An attorney contacted me regarding an I-140 Immigrant Visa Petition filed with the USCIS Service Center. The attorney had attached all the usual documents required for a petition but had forgotten to obtain signatures of the Employer and Alien on the approved PERM Form 9089.
The PERM Rule requires all approved PERM Forms to be submitted with an I-140 petition to USCIS no later than 180 days after approval, and additionally requires that the PERM form be signed by the parties as soon as possible after approval.
As the attorney sent the petition in timely manner (less than 180 days), but without the signatures on the PERM Form, the Service Center rejected the Petition and returned it to the Attorney with a boiler plate, unsigned statement, along with the filing fee, requesting the Employer to resubmit the petition again with the signatures.
In the interim, more than 180 days had passed, and it was no longer possible to submit the petition within 180 days of approval of the PERM case.

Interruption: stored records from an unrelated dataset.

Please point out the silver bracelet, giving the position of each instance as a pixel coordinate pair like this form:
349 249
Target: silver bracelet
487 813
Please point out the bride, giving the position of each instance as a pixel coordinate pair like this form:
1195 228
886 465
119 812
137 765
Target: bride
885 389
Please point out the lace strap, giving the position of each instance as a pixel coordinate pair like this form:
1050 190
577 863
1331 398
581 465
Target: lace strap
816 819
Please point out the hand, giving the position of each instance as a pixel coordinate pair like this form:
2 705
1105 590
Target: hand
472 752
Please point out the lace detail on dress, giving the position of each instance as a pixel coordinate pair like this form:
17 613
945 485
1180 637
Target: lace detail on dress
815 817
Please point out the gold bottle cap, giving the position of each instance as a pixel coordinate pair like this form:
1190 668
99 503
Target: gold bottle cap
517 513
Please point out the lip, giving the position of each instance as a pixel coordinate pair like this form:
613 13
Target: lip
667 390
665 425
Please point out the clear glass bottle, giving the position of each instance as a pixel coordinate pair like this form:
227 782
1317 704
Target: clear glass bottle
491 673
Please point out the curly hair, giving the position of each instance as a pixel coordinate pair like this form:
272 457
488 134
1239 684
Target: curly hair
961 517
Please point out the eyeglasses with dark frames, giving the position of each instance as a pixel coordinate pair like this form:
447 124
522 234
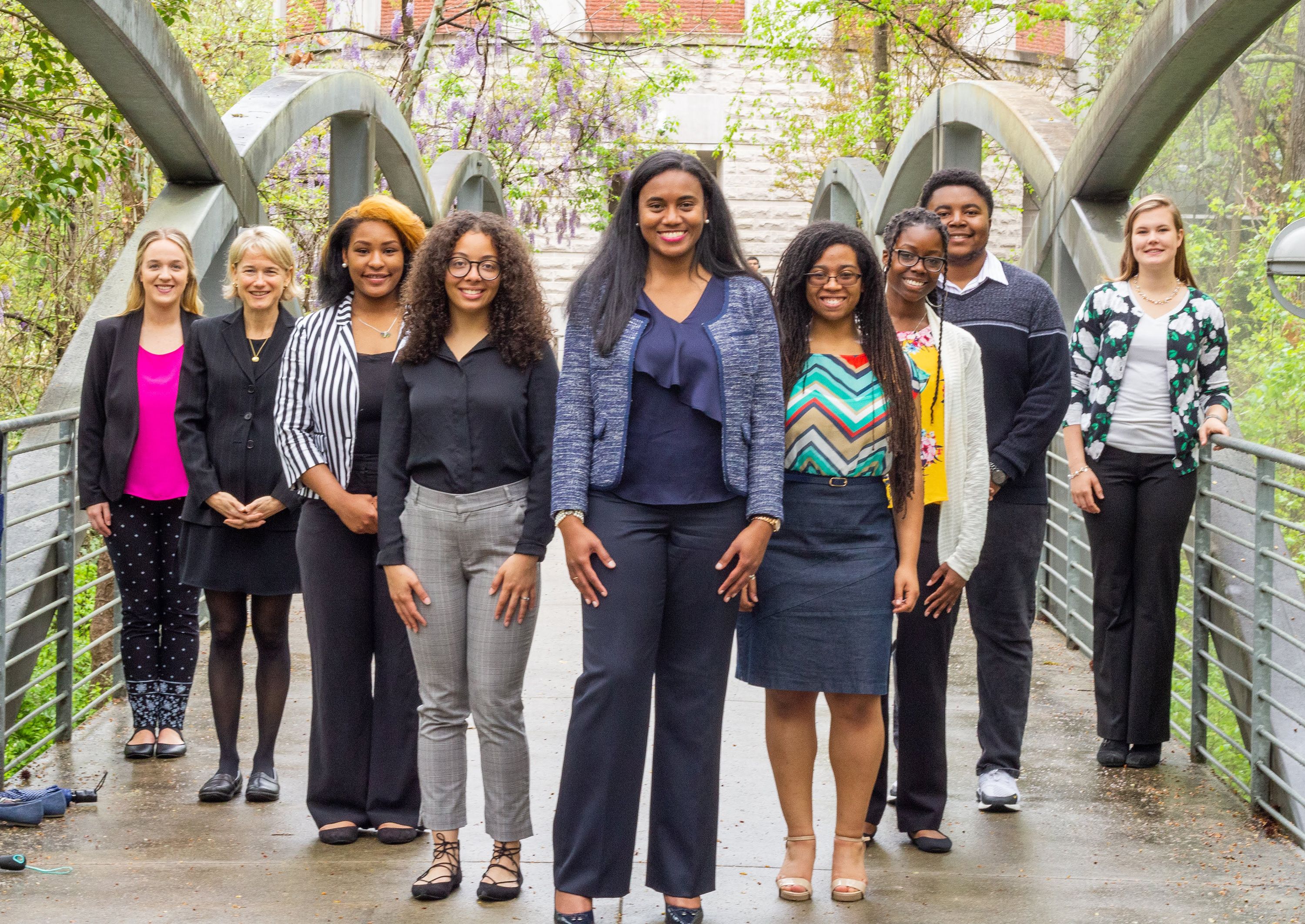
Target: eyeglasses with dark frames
821 277
932 264
489 269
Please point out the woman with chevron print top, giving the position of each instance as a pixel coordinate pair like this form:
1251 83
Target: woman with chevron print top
821 616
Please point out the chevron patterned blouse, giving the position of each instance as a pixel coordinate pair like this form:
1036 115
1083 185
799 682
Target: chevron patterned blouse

While at first glance it appears that the Perm Form may no longer be filed with USCIS because the Employer had missed the deadline, I told the attorney that the I-140 in fact was properly filed and that the rejection from USCIS was unlawful. In this case, the I-140 could be refiled, as an amended petition with a request for adjudication.
The Employer's principal argument would be that the private contractor that receives the mail must accept any petition received by mail if it is "properly filed." This is a term of art that simply means that the petition was signed and accompanied by the filing fee. There is ample authority for this interpretation of the phrase "properly filed" going back many years.
Naturally, there are petitions that are not properly filed in the common sense of the word, i.e., there are documents missing which would make it impossible for the Service to approve the petition. However, these cases, instead of being rejected by the private contractor that works for the Service, should be adjudicated, and a determination should be made by a competent examiner regarding deficiencies.
The examiner may than deny the petition, for lack of documentation, issue an RFE requesting the documents, or issue a Notice of Intent to Deny.
In this case, the petition was "properly filed" under the legal meaning of the word, but not properly filed in the normal sense of the word.
The Service should honor the timely date of filing, and accept a new petition as an amended petition, which recaptures the original filing date.
As a practical matter, instead of sending the amended petition back to the mailroom where it would probably be rejected again, this time for being filed beyond the 180 day eriod, the petitioner should file the I-140 electronically. The electronic filing generates a receipt as proof of filing, and the payment is made by credit card. The Employer then is required to submit the supporting documents by mail.
And, yes, the electronic filing, if made within the 180 days, preserves the filing date, withou the PERM Form, without any signatures, and without any supporting documents.